Out upon the sand-dunes thrive the coarse long grasses;
Herons standing knee-deep in the brackish pool;
Overhead the sunset fire and flame amasses
And the moon to eastward rises pale and cool.
Rose and green around her, silver-gray and pearly, 
Chequered with the black rooks flying home to bed; 
For, to wake at daybreak, birds must couch them early: 
And the days a long one since the dawn was red. 
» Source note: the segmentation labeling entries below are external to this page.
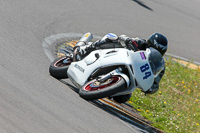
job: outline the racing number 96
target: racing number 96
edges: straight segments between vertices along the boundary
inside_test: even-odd
[[[147,70],[149,70],[149,68],[150,68],[149,64],[147,64],[147,63],[140,67],[141,72],[142,73],[145,72],[145,76],[143,77],[143,80],[147,79],[148,77],[151,76],[151,72],[150,71],[147,72]]]

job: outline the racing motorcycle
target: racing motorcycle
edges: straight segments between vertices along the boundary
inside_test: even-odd
[[[115,37],[107,34],[102,40]],[[50,74],[57,78],[69,78],[86,100],[117,97],[132,93],[136,88],[147,91],[154,77],[164,68],[162,55],[154,48],[134,50],[121,36],[121,45],[126,48],[98,49],[84,58],[79,56],[78,47],[87,45],[91,33],[82,36],[72,52],[55,59]]]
On the chilly lakelet, in that pleasant gloaming, 
See the sad swans sailing: they shall have no rest:
Never a voice to greet them save the bitterns booming 
Where the ghostly sallows sway against the West. 
Sister, saith the gray swan, Sister, I am weary,
Turning to the white swan wet, despairing eyes; 
O she saith, my young one! O she saith, my dearie ! 
Casts her wings about him with a storm of cries. 

Woe for Lirs sweet children whom their vile stepmother 
Glamoured with her witch-spells for a thousand years; 
Died their father raving, on his throne another, 
Blind before the end came from the burning tears. 
Long the swans have wandered over lake and river; 
Gone is all the glory of the race of Lir: 
Gone and long forgotten like a dream of fever: 
But the swans remember the sweet days that were. 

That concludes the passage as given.